Cows, bulls, oxen and buffaloes. Does anyone really know the difference between these animals?
I guess we are not taught everything we need to know for a productive life in primary school. Is it possible to go through our entire adult life not knowing the distinction between a cow or a bull?
Let's begin 'Cattle 101.'
Cattle and cows are generally used interchangeably. The word 'cattle' always refers to more than one cow. Domesticated cows have been reared for meat, milk, leather and labour (pulling ploughs, etc.) for centuries.
A bull is an adult (uncastrated) male of various species of cattle. Generally, four years and older is considered adult among bovines. Most male cows have the misfortune of either being castrated as calves or being slaughtered before their fourth birthday.

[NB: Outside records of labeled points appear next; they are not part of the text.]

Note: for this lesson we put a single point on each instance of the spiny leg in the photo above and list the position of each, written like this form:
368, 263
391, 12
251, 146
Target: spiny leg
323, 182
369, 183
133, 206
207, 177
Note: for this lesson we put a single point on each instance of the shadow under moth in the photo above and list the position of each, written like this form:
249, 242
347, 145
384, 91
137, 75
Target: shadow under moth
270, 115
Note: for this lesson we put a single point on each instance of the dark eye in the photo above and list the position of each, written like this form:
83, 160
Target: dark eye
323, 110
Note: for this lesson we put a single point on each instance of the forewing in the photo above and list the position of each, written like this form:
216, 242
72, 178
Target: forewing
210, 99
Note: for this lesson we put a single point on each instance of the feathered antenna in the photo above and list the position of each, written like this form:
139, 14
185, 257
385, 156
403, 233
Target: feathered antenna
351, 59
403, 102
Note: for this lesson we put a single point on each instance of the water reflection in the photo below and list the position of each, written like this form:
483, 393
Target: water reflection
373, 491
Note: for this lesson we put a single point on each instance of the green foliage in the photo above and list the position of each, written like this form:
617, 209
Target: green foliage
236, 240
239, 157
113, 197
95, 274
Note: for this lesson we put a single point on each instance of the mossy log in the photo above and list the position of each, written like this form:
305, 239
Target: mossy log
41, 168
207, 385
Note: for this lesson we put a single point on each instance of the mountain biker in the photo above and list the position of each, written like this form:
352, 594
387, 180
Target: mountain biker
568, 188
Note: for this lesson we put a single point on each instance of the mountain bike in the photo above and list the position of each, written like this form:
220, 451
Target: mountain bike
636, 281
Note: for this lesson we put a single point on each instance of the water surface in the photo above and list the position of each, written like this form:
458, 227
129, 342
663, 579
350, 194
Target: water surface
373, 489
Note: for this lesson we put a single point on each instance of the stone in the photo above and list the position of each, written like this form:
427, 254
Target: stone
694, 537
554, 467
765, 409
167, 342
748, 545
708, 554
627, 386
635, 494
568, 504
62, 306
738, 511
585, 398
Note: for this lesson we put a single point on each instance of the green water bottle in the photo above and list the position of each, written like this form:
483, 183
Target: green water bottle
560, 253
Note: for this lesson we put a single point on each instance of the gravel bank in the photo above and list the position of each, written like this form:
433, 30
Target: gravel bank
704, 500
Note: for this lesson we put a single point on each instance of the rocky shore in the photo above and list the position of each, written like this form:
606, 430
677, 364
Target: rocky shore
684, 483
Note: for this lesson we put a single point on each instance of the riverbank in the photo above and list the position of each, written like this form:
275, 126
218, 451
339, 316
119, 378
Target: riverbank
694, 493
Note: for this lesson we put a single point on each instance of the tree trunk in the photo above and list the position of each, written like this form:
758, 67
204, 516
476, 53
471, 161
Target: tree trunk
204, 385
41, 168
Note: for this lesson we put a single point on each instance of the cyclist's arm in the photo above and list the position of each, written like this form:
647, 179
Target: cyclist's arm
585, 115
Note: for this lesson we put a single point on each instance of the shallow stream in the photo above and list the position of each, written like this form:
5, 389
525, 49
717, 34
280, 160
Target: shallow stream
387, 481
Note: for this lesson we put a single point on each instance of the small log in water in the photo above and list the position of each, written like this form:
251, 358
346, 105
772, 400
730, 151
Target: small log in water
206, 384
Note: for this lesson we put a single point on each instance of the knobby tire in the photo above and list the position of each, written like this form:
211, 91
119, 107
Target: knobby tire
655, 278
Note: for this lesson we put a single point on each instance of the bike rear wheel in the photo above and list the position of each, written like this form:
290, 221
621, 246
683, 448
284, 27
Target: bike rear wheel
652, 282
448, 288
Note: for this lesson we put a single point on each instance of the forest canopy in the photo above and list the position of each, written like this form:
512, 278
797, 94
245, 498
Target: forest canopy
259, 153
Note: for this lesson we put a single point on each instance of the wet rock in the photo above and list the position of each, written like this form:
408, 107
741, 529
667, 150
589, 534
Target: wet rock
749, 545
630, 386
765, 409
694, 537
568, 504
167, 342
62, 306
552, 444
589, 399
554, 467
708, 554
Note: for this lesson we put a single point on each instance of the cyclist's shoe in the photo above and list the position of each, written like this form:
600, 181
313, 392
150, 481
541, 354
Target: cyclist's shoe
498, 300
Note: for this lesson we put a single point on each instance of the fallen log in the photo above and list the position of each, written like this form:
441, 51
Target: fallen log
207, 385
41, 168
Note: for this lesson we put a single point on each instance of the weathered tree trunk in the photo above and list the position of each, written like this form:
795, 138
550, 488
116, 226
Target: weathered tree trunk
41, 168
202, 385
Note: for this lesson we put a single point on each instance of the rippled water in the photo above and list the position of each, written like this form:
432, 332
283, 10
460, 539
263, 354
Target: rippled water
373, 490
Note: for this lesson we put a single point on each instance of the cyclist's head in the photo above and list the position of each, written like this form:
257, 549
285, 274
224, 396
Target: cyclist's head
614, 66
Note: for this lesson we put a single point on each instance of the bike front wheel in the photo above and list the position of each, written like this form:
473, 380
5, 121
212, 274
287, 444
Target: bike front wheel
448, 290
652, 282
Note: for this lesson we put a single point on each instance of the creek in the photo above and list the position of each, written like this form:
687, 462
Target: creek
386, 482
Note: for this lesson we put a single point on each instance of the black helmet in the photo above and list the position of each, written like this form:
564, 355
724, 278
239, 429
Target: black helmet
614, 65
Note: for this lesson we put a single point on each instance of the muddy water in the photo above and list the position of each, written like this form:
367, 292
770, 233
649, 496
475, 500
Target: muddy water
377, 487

There are a few who survive.
Some are kept alive for breeding but others magically transform themselves into oxen! Ox or oxen are (normally) castrated male cows used as draught animals (animals that pull ploughs, carts and do other arduous work).
That still leaves us with buffaloes. Buffalo cows (yes, buffaloes are also cows) are reared for their meat. Buffaloes can be distinguished by their horns and are sometimes referred to as bison.
Which particular species was first infected with Mad Cow Disease or initially became sacred to Hindus I really cannot say. Ultimately, they all seem to be cows anyway, even the hitherto unmentioned steers and bullocks.